Boxer's fate is that he dies of wounds that he sustains at the Battle of the Windmill. He might have survived, but Napoleon doesn't really care enough to get him medical help.
Boxer's character traits affect his fate because his main character trait is his unquestioning belief in Napoleon. Boxer is supposed to represent the working classes who blindly followed communism.
Boxer keeps working really hard even after he's wounded and even after his lung collapses. He truly believes that whatever Napoleon says is best so he just keeps on going.
This trust in Napoleon dooms him.
Boxer represents the poor gullible working class people of Communist Russia who worked tirelessly and unquestioningly to oust the Tsar but were eventually betrayed by Stalin and his henchmen who took advantage of their illiteracy-Boxer can remember only the first four letters of the alphabet-and their simple trustworthy nature.
Boxer's gullibility and loyalty to Napoleon are his undoing. He believes everything that Napoleon says - "Napoleon is always right," which of course is a direct take on "Mussolini is always right."

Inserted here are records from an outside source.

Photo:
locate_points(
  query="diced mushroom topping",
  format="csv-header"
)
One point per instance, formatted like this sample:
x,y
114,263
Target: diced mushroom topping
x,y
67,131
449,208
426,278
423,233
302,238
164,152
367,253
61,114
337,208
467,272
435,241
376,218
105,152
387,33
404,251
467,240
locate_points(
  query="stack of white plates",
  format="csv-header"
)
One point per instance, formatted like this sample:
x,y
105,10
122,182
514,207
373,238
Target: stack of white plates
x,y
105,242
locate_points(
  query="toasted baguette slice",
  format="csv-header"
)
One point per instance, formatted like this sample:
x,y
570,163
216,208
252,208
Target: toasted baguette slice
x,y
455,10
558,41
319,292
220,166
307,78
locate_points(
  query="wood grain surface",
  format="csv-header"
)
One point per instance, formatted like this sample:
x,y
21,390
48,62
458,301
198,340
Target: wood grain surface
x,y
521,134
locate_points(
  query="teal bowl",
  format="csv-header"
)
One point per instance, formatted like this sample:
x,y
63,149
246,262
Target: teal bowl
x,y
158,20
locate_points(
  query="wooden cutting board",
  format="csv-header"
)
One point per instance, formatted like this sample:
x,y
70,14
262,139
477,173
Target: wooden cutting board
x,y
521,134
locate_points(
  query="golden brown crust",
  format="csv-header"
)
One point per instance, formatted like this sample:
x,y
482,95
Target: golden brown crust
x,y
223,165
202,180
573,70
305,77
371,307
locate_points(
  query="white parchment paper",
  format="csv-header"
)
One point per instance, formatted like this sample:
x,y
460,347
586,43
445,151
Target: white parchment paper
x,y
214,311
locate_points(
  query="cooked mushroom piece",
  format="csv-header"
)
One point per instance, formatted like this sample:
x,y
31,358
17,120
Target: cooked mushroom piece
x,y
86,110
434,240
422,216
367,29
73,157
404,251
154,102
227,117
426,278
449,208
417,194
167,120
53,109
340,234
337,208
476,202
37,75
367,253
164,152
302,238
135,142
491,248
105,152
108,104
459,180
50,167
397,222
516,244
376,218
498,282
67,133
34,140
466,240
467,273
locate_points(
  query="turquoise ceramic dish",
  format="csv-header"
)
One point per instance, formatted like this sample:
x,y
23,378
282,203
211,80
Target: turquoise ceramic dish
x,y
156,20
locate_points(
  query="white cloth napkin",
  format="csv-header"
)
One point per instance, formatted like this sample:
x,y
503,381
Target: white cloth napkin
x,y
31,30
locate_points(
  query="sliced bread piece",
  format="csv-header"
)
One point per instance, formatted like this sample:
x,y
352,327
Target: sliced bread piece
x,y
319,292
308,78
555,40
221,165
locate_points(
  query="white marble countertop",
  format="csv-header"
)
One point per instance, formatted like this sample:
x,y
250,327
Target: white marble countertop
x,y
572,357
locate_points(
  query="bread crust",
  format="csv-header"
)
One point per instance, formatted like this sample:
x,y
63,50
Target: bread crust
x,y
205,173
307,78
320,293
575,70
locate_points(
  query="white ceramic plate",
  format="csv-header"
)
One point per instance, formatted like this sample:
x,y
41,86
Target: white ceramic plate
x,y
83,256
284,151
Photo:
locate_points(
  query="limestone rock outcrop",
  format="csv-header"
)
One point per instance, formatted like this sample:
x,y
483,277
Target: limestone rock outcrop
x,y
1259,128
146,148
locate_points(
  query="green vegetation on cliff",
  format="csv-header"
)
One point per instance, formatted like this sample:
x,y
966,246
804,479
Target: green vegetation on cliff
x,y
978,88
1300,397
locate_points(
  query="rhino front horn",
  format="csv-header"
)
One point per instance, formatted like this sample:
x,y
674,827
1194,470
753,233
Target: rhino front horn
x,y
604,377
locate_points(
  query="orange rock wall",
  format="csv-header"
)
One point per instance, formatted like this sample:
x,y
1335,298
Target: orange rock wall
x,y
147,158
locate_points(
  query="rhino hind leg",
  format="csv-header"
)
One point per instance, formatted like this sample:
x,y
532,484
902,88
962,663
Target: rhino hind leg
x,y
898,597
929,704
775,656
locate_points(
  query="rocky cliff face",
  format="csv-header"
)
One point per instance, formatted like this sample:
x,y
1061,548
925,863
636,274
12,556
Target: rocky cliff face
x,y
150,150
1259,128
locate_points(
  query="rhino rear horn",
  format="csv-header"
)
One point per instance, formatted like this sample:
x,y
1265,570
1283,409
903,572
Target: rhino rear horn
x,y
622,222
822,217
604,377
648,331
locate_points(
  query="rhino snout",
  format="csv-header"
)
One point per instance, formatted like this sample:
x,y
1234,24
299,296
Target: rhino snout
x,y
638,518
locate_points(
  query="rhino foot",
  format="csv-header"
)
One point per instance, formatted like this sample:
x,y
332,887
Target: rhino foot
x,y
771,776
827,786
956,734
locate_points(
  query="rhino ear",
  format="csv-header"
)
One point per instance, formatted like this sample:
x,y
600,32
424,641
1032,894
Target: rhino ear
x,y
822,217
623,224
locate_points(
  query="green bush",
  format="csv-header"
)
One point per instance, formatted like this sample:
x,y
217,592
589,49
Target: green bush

In Ch.9 we read of the tragic death of Boxer the veteran of the "Battle of the Cowshed" and the "Battle of the Windmill." Boxer's motto had always been "I will work harder," and it is precisely this over exertion in rebuilding the windmill which finally results in his death. One day he collapses and is taken away to the slaughterhouse where his body parts are commercially exploited. Squealer manages to convince the other gullible animals by lying to them that Boxer died in spite of the best medical care being given to him. Napoleon also fools the animals by making a speech in honour of Boxer and orders for a large wreath to be placed on his grave.